I can't find the value of A, what method do you use to find it?

 

[rl.bhat]

1/(x+5)^2 (x-1)
B=(-1/6) C=(1/36)

I can't find the value of A, what method do you use to find it?

b]1/(x+5)^2 (x-1)[/b] = A/(x+5) + B/(x + 5)^2 + C/(x - 1)
Put x = 0.

 

[tanujkush]

1/(x+5)^2 (x-1)
B=(-1/6) C=(1/36)

I can't find the value of A, what method do you use to find it?

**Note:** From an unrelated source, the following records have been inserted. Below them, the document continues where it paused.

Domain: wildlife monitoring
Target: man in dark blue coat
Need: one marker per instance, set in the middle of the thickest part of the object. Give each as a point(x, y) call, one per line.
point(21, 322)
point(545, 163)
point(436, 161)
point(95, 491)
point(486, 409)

\frac{1}{(x+5)^{2}(x-1)} will disintegrate into \frac{Ax+B}{(x+5)^{2}} + \frac{C}{x-1}

Compare coefficients on both sides to get

A = -1/36
B = -11/36
C = 1/36

 

[pillar]

Ok thank, now what about this problem?

\frac{(x)^3}{(x+4)^{2}} will disintegrate into x+4=\frac{Ax+B}{(x+4)^{2}}

I'm not sure where to go from there, to get the values of A & B.

 

[tanujkush]

Ok thank, now what about this problem?

\frac{(x)^3}{(x+4)^{2}} will disintegrate into x+4=\frac{Ax+B}{(x+4)^{2}}

I'm not sure where to go from there, to get the values of A & B.

\frac{(x)^3}{(x+4)^{2}} will disintegrate into

\frac{(x+4-4)^3}{(x+4)^2}

which you can expand using the (a+b)^3[\tex\ standard formula and then its the same as the last one. Compare coefficients of powers of x on both sides to get A,B,C and so on.